Bernstein summarizes, "The facts show that capitalism is the system of freedom -- and that it creates wealth. The facts similarly show that statism is the system of repression -- and that it causes poverty. Capitalism is the system of freedom and prosperity. Its antithesis -- statism in any form -- is the system of oppression and destitution."
Bernstein points out, "Prior to the advent of industrial capitalism (in roughly the 1760s) the lot of the English working class was generally miserable... [L]iving standards in Europe were generally as low (or lower) than in the poorest regions of the Third World today. Famine, filth, plague and extreme destitution were the norm and had been for centuries." But capitalism changed all that, bringing "rising living standards, declining mortality rates and increased life expectancies..."
In a chapter titled, "The Great Laboratory," Bernstein contrasts the relative prosperity of places like the U.S., South Korea, Hong Kong, and Taiwan with the poverty and oppression of Soviet Russia, North Korea, Cuba, and Communist China.
So how can people like Bennish get away with his unfounded and grossly unjust charges? Bernstein explains, "The system of freedom and wealth is repeatedly and savagely attacked by many intellectuals and other highly educated individuals -- worse, by men and women claiming to be 'liberals,' humanists, lovers of man, i.e., the very individuals who should function as the protectors and preservers of human life. There is an enormous disconnect between the facts of capitalism's nature and history -- and the evaluation of these by many 'progressive' writers..."

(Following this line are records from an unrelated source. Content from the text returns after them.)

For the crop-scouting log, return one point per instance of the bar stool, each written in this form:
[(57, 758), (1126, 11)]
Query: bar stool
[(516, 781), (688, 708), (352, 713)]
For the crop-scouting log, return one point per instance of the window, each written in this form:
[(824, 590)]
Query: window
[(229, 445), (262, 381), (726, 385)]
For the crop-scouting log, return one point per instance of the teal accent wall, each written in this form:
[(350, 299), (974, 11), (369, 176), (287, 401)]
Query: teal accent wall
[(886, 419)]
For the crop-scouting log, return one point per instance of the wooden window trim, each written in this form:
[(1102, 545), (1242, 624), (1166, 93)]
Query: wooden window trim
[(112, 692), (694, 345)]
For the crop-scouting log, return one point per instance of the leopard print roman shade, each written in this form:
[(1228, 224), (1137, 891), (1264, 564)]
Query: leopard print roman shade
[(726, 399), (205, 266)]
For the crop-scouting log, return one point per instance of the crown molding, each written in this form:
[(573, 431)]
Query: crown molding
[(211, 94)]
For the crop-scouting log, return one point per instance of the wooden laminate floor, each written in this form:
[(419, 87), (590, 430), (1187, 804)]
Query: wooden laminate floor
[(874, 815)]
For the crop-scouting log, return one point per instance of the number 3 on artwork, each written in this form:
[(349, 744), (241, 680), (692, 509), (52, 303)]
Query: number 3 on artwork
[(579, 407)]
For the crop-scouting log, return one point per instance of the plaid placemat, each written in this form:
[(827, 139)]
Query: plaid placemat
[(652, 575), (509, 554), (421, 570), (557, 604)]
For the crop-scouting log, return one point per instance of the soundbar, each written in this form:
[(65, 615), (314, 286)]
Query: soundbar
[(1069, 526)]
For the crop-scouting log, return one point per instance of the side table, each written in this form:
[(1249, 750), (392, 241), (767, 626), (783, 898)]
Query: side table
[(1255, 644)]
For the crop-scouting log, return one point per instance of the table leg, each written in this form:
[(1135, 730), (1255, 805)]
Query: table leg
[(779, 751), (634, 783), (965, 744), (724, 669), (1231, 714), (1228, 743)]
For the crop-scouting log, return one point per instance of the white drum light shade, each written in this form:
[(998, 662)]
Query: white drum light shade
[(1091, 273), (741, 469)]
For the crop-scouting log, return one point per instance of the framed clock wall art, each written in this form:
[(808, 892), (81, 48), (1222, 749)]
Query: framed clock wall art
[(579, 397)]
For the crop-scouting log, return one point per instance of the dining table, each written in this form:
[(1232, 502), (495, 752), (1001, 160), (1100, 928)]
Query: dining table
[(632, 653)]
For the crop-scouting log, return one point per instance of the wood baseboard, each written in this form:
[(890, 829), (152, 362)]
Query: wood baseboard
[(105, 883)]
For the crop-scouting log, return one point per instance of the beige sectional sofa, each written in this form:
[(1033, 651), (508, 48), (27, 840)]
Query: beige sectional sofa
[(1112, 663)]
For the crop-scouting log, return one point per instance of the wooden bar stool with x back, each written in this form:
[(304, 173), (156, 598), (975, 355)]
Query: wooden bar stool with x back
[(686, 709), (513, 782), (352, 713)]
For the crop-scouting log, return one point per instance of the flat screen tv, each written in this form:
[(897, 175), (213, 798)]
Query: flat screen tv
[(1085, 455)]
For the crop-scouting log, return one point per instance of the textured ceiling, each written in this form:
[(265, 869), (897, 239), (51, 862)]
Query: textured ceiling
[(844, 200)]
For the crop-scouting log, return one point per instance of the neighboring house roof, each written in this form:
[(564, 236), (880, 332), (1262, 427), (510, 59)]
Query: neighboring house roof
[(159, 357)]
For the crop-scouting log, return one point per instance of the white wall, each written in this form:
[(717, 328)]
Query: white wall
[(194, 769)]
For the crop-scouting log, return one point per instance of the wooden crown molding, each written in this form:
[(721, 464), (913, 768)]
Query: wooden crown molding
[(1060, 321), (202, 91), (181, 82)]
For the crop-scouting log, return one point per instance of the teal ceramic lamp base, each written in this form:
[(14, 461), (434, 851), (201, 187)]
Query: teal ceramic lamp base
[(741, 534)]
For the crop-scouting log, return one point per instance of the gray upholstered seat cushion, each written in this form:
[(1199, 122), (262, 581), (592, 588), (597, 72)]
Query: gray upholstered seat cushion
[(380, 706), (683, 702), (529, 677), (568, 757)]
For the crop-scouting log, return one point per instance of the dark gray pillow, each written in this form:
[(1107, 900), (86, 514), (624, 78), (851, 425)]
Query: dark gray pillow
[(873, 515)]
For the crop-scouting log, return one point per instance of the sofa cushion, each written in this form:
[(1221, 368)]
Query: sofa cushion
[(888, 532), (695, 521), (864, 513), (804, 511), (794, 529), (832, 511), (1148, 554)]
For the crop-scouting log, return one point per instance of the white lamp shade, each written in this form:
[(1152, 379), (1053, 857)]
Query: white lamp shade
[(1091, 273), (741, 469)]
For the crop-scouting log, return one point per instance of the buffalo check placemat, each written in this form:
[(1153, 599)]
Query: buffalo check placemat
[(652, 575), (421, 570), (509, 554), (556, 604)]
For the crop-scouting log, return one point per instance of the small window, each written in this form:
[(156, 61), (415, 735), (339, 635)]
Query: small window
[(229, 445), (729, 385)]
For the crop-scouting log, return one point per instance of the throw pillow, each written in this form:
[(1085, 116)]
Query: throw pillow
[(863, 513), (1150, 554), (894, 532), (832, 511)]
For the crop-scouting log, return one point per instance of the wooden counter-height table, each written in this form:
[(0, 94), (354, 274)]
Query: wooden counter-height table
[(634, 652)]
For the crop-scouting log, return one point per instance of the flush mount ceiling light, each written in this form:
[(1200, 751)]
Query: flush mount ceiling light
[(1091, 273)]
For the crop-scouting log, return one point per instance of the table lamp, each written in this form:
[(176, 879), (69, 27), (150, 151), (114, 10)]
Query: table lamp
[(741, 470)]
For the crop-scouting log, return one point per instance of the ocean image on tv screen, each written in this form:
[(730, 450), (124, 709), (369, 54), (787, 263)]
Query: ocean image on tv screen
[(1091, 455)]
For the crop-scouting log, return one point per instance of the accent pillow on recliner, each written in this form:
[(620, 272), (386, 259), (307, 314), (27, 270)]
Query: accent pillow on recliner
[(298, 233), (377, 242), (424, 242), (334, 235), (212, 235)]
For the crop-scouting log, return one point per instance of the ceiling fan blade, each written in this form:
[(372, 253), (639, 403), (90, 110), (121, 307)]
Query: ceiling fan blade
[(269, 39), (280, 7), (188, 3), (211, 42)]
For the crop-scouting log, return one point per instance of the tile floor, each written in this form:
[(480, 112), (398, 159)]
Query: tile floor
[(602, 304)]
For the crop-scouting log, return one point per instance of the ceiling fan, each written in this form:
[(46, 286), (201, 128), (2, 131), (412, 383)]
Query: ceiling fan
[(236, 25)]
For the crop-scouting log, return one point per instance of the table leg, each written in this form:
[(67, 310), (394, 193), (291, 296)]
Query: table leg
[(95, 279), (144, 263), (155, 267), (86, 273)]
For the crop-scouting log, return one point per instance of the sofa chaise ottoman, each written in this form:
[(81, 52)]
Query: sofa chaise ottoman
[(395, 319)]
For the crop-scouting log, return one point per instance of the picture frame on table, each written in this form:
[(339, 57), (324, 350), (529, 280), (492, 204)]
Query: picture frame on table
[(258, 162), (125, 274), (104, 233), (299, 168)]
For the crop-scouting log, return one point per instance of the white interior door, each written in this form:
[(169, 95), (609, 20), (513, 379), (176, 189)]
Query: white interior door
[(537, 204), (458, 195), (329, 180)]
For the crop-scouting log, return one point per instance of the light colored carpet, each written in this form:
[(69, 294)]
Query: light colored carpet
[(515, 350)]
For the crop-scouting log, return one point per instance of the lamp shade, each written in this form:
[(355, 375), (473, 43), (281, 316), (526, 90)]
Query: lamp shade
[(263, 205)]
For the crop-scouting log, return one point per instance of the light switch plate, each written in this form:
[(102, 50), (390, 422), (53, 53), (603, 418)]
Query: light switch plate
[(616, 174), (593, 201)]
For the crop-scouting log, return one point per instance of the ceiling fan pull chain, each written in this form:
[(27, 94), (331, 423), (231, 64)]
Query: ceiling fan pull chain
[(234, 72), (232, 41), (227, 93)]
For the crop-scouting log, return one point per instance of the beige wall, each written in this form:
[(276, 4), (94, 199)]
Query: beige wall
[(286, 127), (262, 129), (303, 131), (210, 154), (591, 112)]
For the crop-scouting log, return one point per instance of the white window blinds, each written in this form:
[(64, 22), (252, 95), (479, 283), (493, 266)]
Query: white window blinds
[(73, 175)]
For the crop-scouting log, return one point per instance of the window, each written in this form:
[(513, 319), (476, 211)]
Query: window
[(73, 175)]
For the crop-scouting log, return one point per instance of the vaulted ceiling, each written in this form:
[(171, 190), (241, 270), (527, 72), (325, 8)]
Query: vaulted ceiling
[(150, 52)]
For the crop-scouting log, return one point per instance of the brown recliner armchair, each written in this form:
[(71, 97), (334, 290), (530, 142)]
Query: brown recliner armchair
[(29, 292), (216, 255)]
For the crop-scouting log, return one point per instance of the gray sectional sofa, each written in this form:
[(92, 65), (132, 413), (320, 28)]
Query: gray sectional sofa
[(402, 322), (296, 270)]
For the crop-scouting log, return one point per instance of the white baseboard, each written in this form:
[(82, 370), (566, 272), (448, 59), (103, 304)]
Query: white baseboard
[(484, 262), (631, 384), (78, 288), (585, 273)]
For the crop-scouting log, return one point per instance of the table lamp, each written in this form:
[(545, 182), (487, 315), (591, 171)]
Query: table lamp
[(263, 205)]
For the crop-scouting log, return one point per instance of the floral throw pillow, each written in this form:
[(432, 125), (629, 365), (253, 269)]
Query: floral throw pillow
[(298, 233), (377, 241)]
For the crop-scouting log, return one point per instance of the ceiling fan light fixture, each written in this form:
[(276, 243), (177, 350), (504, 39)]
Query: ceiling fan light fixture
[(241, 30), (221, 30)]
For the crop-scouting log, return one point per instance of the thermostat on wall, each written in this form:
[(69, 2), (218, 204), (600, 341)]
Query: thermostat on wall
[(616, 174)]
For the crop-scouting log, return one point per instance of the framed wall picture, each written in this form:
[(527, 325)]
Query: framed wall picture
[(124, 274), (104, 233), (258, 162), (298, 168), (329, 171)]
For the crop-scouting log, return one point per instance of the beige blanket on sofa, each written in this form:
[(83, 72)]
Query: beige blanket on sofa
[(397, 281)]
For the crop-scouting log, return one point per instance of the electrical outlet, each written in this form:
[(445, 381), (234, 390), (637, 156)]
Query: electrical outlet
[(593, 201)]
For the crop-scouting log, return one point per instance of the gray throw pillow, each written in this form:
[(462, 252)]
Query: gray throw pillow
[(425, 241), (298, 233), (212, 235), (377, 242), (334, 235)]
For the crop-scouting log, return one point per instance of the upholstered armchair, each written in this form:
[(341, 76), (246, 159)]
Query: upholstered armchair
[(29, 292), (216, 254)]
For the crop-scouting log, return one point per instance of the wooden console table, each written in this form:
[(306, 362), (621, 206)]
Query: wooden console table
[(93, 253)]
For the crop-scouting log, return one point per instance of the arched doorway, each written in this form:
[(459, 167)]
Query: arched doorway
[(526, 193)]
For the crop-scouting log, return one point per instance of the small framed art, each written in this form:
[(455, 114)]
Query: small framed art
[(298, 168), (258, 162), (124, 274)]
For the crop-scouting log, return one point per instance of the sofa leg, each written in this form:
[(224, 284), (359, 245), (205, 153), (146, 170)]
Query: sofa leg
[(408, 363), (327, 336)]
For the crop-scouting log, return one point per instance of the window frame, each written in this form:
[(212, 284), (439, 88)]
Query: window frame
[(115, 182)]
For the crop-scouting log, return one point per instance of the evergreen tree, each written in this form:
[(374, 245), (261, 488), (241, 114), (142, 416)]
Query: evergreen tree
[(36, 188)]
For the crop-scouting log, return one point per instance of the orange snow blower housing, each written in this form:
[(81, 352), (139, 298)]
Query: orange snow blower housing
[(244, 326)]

Why? Those who denigrate capitalism ignore the evidence in its favor and argue from the false theories of collectivism and statism. In addition, the critics of "capitalism" usually confuse it with today's mixed economies, which contain significant elements of economic controls. Ironically, many blame capitalism for the problems caused by statist interventions in the economy -- and then argue for more interventions!
Capitalism is the system of individual rights, including property rights, in which the "initiation of physical force" is banned. Bernstein calls capitalism "the system of the mind." That's because, on a free market, people are free to act on their own judgment -- as opposed to the whims of bureaucrats or dictators -- in the creation of wealth.
Even though statist control of the economy often is called "central planning," Bernstein points out that forcible interference in the market actually disrupts the rational planning of market participants. "In every possible way, capitalism liberates the human mind... planning is possible only under capitalism."
In addition to covering the philosophy and economics of capitalism, Bernstein also offers fascinating accounts of the history of industrial advances, the so-called "Robber Barons" -- whom he calls instead "Productive Geniuses" -- the abolition of slavery, and other issues.
The AP recently reported that more Americans are familiar with the Simpson cartoon family than are familiar with the First Amendment. Yet are students learning the history of liberty and individual rights, including economic rights? In at least one Colorado classroom, students were instead subjected to socialist indoctrination. Parents, you can offer no greater gift to yourselves or to your older, inquisitive students than the gift of liberty: review the Bill of Rights, and pick up a copy of The Capitalist Manifesto.